Skipping for juuuuust a moment over the entire “does free will exist” conversation, because, as Oliver Burkeman wrote in The Guardian, “Peer over the precipice of the free will debate for a while, and you begin to appreciate how an already psychologically vulnerable person might be nudged into a breakdown.”

No thank you, not today. My Prozac has barely kicked in.

Not that some level of self-awareness isn’t great, obviously, but that’s 101 level stuff (I don’t keep cookies in our office for a reason), and so anyways, no, we’re not doing the Bereitschaftspotential right now.

But I do want to discuss how much more vulnerable you are than you think to the systems around us — and — plus! — on the other hand, how we have more power than we think to dismantle them to provide more choices for more people.

Earlier this year, I wrote a post called What Do You Need.

If you missed it, shame on you.

I’m kidding, though it’s worth reading the whole thing, and there’s a great WIRED post this week — by way of Google’s antitrust lawsuit they REALLY REALLY don’t you to know about — that expounds on my intro and thesis.

My original intro to What Do You Need, in February 2023:

In screenwriting, there is a well-honed idea that main characters should want one thing, but need something different, something that is often opposed to or even opposite their most public desires.

They are blind to what they need the most, and often purposefully so, having shoved those feelings down juuuuust about as far as they can go. Trust me when I say: having a long hard look at yourself isn’t easy, or comfortable.

So we empathize with these characters because, I mean, who amongst us, right?

It’s an imperfect character development mechanism, of course. The best characters aren’t that simple, and none of us are, either.
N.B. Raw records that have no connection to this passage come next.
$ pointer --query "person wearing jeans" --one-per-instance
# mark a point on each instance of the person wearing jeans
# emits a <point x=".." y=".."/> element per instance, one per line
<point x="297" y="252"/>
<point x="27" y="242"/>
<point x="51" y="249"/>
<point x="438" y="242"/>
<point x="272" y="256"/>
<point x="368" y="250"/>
That said, history is littered with memorable characters who reluctantly go through transformations, who finally walk away from what they want and go through hell to get what they needed all along, letting us experience what it’s like to have that long hard look without actually having to, you know, do it.

Web search was intended to give us what we need, but over time the utility has been hijacked to give us what we want.

We need a real answer, but at this point search most often gives us what we want — self-affirmation — and if it’s delivered by a paid advertisement that looks just like a real answer, that’s even better.

That process, over and over, billions of times a day, leads to disinformation. Sometimes disinformation hurts one person, as we’ll see below, but at scale disinformation inevitably hurts many, many people.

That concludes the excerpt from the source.